Dr. Michael Klein, Temple University
What Lacan Teaches Us About Music
Unlike Freud, whose hermeneutic impulses reached beyond psychoanalysis and into interpretations of literature, art, and even civilizations, Lacan spent little ink in his voluminous writings on the interpretation of artworks. This situation changed with the revival of Lacan’s thought in the 1990’s by Žižek, whose Enjoy Your Symptom! (1992) used movies to explain Lacanian concepts and vice versa. Since Žižek’s work, Lacanian readings of literature and cinema have become especially common. As always, music has lagged in this area with notable exceptions by David Schwarz (Listening Subjects, 1997), Sarah Reichardt (Composing the Modern Subject, 2008), Seth Brodsky (From 1989, 2017), and several others.

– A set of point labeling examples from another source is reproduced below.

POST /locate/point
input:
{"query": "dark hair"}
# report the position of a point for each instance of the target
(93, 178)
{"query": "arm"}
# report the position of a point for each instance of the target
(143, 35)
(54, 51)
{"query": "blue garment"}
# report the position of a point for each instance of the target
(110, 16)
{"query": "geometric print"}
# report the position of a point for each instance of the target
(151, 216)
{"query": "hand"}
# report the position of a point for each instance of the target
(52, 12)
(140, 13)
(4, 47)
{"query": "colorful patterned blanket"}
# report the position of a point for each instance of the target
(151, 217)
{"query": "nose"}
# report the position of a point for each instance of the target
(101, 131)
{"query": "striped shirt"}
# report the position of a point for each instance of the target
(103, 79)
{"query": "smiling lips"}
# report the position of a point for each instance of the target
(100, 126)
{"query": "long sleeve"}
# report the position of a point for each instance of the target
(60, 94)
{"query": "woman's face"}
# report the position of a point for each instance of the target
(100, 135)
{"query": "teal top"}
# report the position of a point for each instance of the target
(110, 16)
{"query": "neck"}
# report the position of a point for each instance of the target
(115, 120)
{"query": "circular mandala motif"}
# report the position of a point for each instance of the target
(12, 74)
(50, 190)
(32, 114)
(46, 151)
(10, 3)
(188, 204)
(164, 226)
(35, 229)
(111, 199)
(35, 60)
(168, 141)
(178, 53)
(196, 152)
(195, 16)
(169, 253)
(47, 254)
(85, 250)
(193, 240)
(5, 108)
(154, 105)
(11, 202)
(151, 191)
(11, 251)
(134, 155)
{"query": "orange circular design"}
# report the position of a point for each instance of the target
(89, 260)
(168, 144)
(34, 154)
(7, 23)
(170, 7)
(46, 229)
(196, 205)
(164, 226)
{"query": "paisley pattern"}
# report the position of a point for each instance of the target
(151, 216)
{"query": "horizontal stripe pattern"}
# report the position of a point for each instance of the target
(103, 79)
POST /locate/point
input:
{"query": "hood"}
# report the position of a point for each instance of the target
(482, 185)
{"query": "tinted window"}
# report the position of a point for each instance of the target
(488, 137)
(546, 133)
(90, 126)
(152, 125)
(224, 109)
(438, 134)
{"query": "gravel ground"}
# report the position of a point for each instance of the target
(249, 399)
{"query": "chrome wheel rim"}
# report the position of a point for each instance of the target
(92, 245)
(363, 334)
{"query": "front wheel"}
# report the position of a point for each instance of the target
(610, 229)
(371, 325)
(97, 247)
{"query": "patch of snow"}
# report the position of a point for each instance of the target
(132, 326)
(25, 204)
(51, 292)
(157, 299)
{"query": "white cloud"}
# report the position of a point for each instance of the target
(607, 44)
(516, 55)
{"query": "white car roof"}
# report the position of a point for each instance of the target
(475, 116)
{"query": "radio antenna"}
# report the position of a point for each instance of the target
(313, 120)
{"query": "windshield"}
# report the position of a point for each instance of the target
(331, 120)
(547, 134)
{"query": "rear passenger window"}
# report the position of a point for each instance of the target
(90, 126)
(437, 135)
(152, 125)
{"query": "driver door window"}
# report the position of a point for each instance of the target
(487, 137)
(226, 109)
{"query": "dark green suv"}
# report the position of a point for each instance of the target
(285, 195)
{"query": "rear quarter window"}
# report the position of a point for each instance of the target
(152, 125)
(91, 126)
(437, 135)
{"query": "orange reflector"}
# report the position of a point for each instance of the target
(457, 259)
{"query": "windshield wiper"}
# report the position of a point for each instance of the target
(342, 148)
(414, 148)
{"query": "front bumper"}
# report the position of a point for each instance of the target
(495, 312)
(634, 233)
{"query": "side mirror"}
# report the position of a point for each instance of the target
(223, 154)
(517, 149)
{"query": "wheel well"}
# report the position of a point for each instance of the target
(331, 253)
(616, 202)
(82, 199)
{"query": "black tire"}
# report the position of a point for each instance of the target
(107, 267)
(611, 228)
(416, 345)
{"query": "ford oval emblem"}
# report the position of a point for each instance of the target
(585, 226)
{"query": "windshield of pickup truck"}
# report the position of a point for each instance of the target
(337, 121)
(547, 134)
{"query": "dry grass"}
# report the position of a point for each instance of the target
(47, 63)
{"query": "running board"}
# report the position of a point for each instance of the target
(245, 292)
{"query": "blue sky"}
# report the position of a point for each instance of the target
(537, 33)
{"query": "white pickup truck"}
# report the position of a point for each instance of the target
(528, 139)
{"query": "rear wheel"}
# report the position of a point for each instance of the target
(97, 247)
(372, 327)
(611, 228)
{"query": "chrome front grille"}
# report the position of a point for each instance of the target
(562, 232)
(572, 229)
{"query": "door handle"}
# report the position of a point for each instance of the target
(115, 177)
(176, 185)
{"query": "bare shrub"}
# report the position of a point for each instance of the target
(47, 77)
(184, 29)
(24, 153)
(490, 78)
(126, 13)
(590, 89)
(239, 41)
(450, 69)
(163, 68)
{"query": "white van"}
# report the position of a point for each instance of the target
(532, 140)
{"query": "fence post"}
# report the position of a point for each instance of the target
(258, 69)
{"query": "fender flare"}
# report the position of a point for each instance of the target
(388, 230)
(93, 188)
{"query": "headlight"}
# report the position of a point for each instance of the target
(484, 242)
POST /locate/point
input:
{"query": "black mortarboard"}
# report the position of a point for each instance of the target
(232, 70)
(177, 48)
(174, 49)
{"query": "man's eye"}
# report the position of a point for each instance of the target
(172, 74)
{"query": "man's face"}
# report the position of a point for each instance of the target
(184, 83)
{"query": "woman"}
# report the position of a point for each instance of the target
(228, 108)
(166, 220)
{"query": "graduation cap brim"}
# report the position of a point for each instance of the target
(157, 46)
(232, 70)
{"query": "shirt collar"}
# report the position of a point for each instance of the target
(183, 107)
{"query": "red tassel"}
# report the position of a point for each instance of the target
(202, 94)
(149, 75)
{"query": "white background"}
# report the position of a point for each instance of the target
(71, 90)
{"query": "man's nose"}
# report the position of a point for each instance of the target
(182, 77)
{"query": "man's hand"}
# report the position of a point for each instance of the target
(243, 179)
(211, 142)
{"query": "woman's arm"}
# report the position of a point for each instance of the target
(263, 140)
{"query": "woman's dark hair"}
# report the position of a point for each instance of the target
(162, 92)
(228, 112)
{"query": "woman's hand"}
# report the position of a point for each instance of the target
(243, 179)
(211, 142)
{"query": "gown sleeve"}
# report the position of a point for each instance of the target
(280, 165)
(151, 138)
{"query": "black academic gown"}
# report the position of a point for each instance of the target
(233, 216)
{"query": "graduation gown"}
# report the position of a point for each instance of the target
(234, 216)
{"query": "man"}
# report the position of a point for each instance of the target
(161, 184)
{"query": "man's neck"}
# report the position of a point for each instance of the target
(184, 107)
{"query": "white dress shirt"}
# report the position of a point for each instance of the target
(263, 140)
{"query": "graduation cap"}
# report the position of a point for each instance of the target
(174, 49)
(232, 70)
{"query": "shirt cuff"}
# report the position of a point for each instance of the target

But Lacan’s model of subjectivity can be so complex and cryptic that even when these forays into his work carefully untangle the model, readers may be baffled about how Lacanian concepts can say anything about music. In this talk, I will take Žižek’s strategy, using cinema to explain Lacan’s ideas, and illustrate how Lacan’s post-human subject can reveal our responses to and interpretations of music. The talk uses The Matrix to understand the Mirror Stage, the Symbolic, and the Real; The Painted Veil illustrates the objet petit a; and No Country for Old Men returns to the Real. In turn, the talk looks at excerpts by Ravel, Brahms, and Schoenberg to reveal how these same concepts work in music.